In a lengthy response that included the aforementioned ARPA funds, Duran said the two questions were whether the Assembly wanted the compensation study to go forward and, if so, when it should be implemented.
“And that has to do with just revenue,” Duran said. “That's all that's holding us back.”
Bynum said later during the discussion that he would prefer to use the funding that was being requested to update the study to implement the existing study, instead.
“If we were to pass the 2019 (compensation) study and pick one of those options and pass it tonight, I would sleep with a good conscience, knowing that we're doing the best that we can, given our current circumstances, to take care of our employees,” Bynum said.
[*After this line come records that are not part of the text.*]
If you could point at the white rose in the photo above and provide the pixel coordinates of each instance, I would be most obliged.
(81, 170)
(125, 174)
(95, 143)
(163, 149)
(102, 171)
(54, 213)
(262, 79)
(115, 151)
When it came time to vote on the proposed funding to update the study, Otos and Wong voted in favor; Bynum, Landis, Pierce, McQuerry and Westergard voted no.
The move to schedule a work session on the existing compensation study didn’t occur until the Assembly members’ comments period at the end of the meeting.
“Sorry to beat a dead horse,” Westergard said. “But I’d really like to see that compensation study in a work session or something to figure this out. I think we're getting the cart before the horse.”
Bynum agreed with Westergard, adding that the compensation study had been completed before Bynum had been elected to the Assembly.
“ I think a work session would reinvigorate us to understand exactly what that compensation study says, how it could be implemented and when it can be implemented,” Bynum said. “So I would strongly support staff to have a work session on the agenda for that.”
After some discussion of a four-hands Assembly direction, Bynum said he would request that a work session be placed on the Assembly agenda.